Обида ее кольнула, конечно, но Инна тут же себя одернула: нашла повод для ревности! Ребенок ведь просто в раздрае.
Потом Никита с Митей о чем-то долго разговаривали в детской. И после этого ужинали все вместе. И Митя ел, молча, с грустным лицом, но все же больше не заикался про свою голодовку.
Инна опасалась, что, когда Никита уйдет, Митя снова начнет капризничать. Но нет, день закончился спокойно. А перед сном Митя даже подошел и обнял ее. Инне очень хотелось расспросить, что такого ему сказал папа, но было как-то неловко. Даже стыдно. Наверное, потому что ей самой это ее любопытство напоминало попытку подслушать, подсмотреть чужой секрет.
Было уже около десяти вечера, когда в дверь позвонили. Оказалось, это Алла Арнольдовна. Инна ожидала, что та начнет сыпать упреками, мол, она столько раз звонила, а дочь даже ответить не удосужилась. Поэтому сразу решила пресечь на корню этот разговор:
– Мама, если ты пришла ругаться, то можешь даже не начинать. Я не стану больше слушать твои претензии. И вообще уже поздно. Я только что уложила детей, они могут проснуться…
Но мать вдруг выпалила:
– Твой отец меня бросил.
И тут же зажмурилась и затряслась в беззвучном плаче.
Инна усадила мать в гостиной в кресло, налила ей воды, добавив дюжину капель, которыми сама недавно глушила свою истерику.
– На вот, выпей. Успокойся. Посиди немного. Я проверю Митю с Машей и поговорим.
Дети, к счастью, не проснулись. Она затворила дверь в их комнату плотнее и вернулась в гостиную. Мать уже не плакала, но выглядела совершенно потерянной. Даже непривычно было такой ее видеть. И жалко, конечно.
– Что случилось, мам?
– Твой отец оказался мерзавцем, – скорбно произнесла Алла Арнольдовна. – Кто бы мог подумать, а! Представляешь, завел себе интрижку в этом своем институте. И сегодня заявил мне, что уходит к ней.

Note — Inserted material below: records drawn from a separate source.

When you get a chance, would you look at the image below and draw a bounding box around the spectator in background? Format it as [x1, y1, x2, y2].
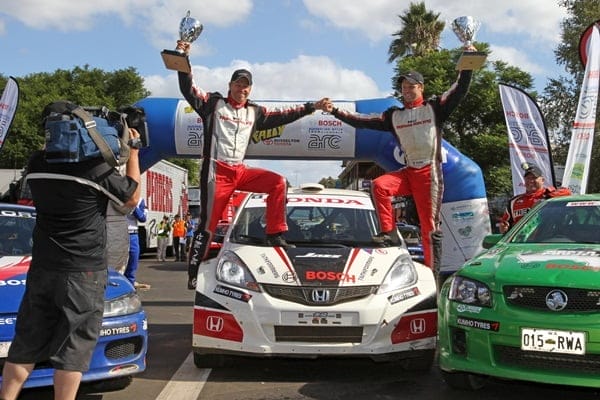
[156, 215, 171, 261]
[173, 214, 186, 261]
[123, 199, 150, 289]
[498, 163, 571, 233]
[185, 212, 196, 254]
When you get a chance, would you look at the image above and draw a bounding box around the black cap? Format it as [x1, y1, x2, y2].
[398, 71, 425, 85]
[230, 69, 252, 85]
[522, 163, 544, 178]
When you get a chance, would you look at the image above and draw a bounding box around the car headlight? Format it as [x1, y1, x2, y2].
[448, 276, 492, 307]
[377, 254, 417, 294]
[217, 252, 261, 292]
[104, 292, 142, 318]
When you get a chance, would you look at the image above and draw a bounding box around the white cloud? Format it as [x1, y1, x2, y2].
[489, 45, 549, 75]
[304, 0, 566, 47]
[144, 56, 387, 100]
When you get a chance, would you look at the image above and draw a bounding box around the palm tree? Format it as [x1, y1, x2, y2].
[388, 2, 446, 63]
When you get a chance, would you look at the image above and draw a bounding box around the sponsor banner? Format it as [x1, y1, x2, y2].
[175, 100, 356, 159]
[0, 76, 19, 149]
[441, 199, 491, 272]
[563, 23, 600, 193]
[498, 84, 555, 195]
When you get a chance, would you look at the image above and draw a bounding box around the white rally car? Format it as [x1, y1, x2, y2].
[193, 184, 437, 369]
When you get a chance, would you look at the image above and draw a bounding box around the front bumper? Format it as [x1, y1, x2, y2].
[0, 311, 148, 388]
[438, 290, 600, 387]
[192, 272, 437, 361]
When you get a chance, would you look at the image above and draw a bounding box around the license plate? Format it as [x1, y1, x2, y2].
[281, 311, 358, 326]
[0, 342, 11, 358]
[521, 328, 585, 354]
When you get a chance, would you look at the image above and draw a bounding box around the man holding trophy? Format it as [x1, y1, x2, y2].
[325, 15, 485, 284]
[163, 13, 328, 290]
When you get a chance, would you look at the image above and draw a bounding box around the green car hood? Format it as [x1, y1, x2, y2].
[458, 243, 600, 290]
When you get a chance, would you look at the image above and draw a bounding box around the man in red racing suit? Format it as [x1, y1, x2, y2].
[498, 164, 571, 233]
[177, 41, 325, 290]
[325, 71, 472, 272]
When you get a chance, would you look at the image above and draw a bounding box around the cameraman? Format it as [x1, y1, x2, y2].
[0, 102, 140, 400]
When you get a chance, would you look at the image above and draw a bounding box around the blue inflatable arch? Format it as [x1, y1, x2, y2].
[136, 97, 491, 272]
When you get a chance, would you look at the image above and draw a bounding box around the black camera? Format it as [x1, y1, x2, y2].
[83, 106, 150, 147]
[119, 106, 150, 147]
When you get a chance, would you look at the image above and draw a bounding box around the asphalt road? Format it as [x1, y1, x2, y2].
[11, 255, 600, 400]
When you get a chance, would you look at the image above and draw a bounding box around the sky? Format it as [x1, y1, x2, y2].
[0, 0, 567, 185]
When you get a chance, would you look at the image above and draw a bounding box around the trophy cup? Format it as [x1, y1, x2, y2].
[160, 10, 203, 74]
[452, 16, 487, 71]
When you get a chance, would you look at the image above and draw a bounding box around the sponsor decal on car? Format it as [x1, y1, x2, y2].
[100, 322, 138, 336]
[213, 285, 252, 303]
[456, 303, 482, 314]
[456, 317, 500, 332]
[388, 287, 421, 304]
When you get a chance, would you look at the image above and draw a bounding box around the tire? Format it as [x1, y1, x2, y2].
[441, 371, 487, 391]
[194, 352, 227, 368]
[81, 376, 133, 393]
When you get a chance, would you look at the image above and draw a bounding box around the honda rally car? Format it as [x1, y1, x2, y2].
[193, 184, 437, 369]
[0, 203, 148, 390]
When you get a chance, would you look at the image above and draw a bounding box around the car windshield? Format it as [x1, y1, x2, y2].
[509, 201, 600, 244]
[229, 191, 378, 247]
[0, 210, 35, 256]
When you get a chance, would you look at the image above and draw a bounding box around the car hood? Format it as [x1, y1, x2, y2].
[230, 246, 410, 287]
[459, 244, 600, 290]
[0, 256, 135, 314]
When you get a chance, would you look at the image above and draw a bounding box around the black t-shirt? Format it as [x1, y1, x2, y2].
[27, 152, 137, 271]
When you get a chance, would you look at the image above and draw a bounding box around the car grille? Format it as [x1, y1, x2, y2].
[275, 326, 363, 343]
[262, 285, 378, 306]
[494, 345, 600, 375]
[503, 285, 600, 312]
[104, 336, 143, 360]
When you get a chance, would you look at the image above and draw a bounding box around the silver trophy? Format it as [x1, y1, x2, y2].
[451, 16, 487, 71]
[160, 10, 203, 73]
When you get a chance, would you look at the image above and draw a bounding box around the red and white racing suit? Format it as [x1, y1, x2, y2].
[179, 72, 315, 278]
[500, 186, 571, 227]
[333, 71, 472, 268]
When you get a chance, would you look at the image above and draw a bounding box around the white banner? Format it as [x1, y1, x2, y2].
[0, 77, 19, 149]
[498, 84, 554, 195]
[563, 24, 600, 193]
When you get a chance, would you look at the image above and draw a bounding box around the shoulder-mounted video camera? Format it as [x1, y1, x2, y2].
[83, 106, 150, 147]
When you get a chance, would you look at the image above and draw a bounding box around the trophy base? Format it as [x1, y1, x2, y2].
[456, 51, 487, 71]
[160, 50, 192, 74]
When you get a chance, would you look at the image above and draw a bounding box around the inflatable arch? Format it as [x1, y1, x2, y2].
[136, 97, 491, 272]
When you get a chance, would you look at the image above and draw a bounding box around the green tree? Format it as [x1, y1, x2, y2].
[540, 0, 600, 193]
[388, 2, 445, 63]
[0, 65, 150, 169]
[394, 43, 536, 198]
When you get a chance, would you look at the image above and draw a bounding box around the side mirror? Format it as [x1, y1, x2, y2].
[482, 233, 504, 250]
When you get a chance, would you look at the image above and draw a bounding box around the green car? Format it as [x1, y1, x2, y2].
[438, 194, 600, 390]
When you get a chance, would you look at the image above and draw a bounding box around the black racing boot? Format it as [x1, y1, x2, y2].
[188, 231, 212, 290]
[372, 229, 402, 246]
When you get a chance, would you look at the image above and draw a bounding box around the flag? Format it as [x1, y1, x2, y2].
[498, 84, 555, 195]
[563, 23, 600, 193]
[0, 76, 19, 149]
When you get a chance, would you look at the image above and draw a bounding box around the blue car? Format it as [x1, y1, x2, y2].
[0, 203, 148, 390]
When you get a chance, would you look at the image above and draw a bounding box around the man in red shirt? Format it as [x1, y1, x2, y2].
[498, 164, 571, 233]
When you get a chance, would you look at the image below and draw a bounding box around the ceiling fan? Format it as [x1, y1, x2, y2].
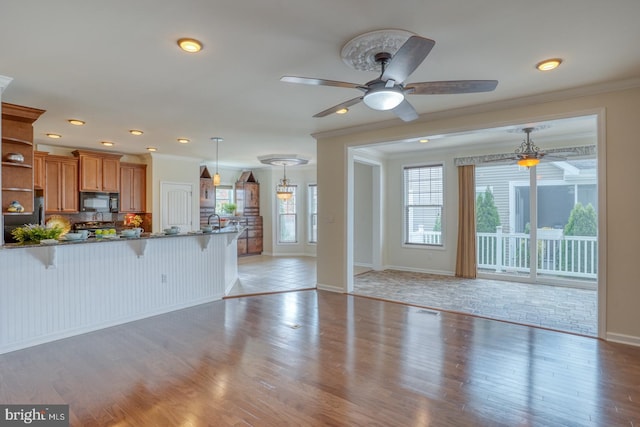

Новость, конечно, ошарашила Инну. И неизвестно, что больше ее поразило: то, что отец, которого, казалось, кроме науки ничто не интересовало, завел на стороне роман. Или то, что он осмелился уйти от матери. Он ведь боялся ее панически. В рот смотрел и с каждым словом соглашался.
Даже когда мать выгнала Инну из дома, отец смолчал – не посмел перечить. Спрятался в своем кабинете. Потом, правда, как-то раз приехал в их университет, нашел ее, пытался сунуть конверт с деньгами. Но тоже как-то трусливо. Озирался и бормотал: «Только чтобы мама не узнала».
Инна конверт не взяла. Заявила, что ее муж обеспечивает. И не удержалась, добавила: «Ты, папа, не приезжай больше. А то вдруг мама действительно узнает».
Отец так и сделал – больше не приезжал. А потом выяснилось, что приехать тогда его и то надоумила Зина. И вспоминая сейчас, как он тогда чуть не трясся, воровато протягивая ей дурацкий конверт, Инна не могла представить, что он отважился на такое.